A public consultation on the hotly debated future of the Sir Henry Morton (HM) Stanley statue, located outside the town library, is set to take place more than a year after it was promised.

Denbigh’s tribute to the explorer, fashioned in bronze by North Wales artist Nick Elphick, has been a talking point for a decade but not always for positive reasons.

After a raft of protests last year, sparked by Black Lives Matter demonstrations, activists called for the effigy of arguably the town’s most famous son to be removed.

Denbigh Town Council, which commissioned the piece, held a meeting in June 2020 to discuss its future.

Members voted 6-5 to keep it in lieu of a public consultation on whether to retain it long-term or move it from the wider public’s gaze.

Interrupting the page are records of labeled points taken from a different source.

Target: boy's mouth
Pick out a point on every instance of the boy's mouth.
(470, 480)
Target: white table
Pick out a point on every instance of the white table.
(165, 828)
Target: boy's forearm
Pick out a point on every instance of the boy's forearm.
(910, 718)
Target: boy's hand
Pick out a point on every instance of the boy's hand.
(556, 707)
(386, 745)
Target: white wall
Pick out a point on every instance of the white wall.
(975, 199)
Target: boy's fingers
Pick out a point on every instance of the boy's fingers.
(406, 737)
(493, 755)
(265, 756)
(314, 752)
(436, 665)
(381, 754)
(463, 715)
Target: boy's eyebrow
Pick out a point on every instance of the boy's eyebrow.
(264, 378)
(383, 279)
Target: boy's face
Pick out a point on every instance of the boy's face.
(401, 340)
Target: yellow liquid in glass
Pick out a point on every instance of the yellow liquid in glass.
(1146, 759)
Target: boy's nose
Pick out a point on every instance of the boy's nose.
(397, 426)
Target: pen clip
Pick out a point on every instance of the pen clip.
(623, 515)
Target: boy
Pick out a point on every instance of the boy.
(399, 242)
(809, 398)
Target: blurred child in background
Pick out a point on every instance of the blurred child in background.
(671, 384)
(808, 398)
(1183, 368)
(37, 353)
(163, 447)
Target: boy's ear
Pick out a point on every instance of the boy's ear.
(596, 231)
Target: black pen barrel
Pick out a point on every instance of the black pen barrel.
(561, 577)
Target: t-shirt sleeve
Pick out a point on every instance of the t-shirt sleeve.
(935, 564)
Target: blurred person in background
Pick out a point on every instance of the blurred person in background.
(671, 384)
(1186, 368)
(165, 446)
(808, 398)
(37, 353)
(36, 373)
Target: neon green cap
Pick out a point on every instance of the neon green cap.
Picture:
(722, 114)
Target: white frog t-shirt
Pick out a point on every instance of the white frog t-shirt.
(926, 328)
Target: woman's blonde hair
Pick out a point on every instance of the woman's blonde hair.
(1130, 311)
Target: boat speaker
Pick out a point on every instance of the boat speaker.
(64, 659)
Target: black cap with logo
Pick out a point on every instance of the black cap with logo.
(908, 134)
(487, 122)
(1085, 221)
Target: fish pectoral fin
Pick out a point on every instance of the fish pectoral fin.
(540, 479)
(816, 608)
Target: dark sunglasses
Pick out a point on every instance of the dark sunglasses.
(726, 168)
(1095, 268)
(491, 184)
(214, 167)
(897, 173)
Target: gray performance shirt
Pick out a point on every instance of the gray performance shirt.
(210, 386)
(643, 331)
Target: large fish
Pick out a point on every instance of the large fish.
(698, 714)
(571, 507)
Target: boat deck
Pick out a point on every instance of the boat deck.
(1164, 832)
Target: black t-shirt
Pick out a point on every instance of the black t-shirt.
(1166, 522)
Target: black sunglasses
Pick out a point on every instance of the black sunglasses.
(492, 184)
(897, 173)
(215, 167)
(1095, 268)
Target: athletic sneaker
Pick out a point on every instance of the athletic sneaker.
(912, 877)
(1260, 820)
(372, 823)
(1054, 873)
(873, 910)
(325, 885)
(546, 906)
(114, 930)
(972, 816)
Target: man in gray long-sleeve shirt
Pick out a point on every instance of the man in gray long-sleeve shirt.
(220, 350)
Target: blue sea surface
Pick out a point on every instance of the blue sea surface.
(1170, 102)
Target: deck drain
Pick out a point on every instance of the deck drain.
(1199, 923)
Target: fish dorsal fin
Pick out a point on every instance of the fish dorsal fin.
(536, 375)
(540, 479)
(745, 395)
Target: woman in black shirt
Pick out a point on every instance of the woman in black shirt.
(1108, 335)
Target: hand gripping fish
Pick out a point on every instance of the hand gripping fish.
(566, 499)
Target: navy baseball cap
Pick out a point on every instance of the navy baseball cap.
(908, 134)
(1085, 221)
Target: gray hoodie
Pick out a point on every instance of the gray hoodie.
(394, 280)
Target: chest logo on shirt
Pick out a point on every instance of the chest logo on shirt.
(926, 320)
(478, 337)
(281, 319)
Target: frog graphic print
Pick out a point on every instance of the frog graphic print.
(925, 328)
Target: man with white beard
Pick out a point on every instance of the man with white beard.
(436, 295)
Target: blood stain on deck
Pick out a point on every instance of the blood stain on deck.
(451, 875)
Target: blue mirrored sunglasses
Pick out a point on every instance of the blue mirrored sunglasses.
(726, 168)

Mayor at the time of the debate, Cllr Gaynor Wood-Tickle, promised people in Denbigh a “democratic vote” and full public consultation on the matter.

Now, on both Friday, October 15 and Saturday 16, locals will cast their votes and end the uncertainty surrounding the statue for good.

A statement from Denbigh Town Council read: "Due to the mass coverage of public statues of controversial historical figures last year the town council decided the decision whether the statue of H M Stanley remain or be removed, be the decision of the residents of Denbigh.

"Voting will take place in the Town Hall over two days. Friday October 15 between 10am and 7pm or Saturday October 16 between 10am and 1pm.

"Voting will be open to Denbigh residents aged 16 and above. You will need two forms of identification. One photo identification and one with your address on.

"If you are unable to attend or know of someone who can’t attend, please phone or text 07554679169 or email hmstanleystatue@mail.com by October 14th and we will arrange an alternative way to vote. If you are aged between 16 and 18 and are having difficulty in getting two forms of identification please get in touch.

"Once the votes have been counted and checked the town council will announce the outcome."

Journalist and explorer HM Stanley is synonymous with the phrase “Dr Livingstone, I presume”, after finding the Scottish explorer who had been lost in central Africa.

Stanley, born John Rowlands, started life fatherless in Denbigh in 1841 and was put into the Asaph workhouse in nearby St Asaph.

He emigrated to the United States as a teenager, where he reinvented himself.

He fought in the American Civil war, became a journalist and then a noted explorer – finding the source of the Nile, mapping central Africa’s Great Lakes and also the borders of the present day Democratic Republic of Congo.

Stanley is controversial to some because of links with Belgian King Leopold II, for whom he worked for a time and his own alleged treatment of indigenous workers and guides.

The monarch committed acts of appalling inhumanity against the population of the Congo Free State – now the Democratic Republic of Congo.

However his supporters say Stanley was not working for the Belgian despot when the atrocities occurred and he has been unfairly tainted.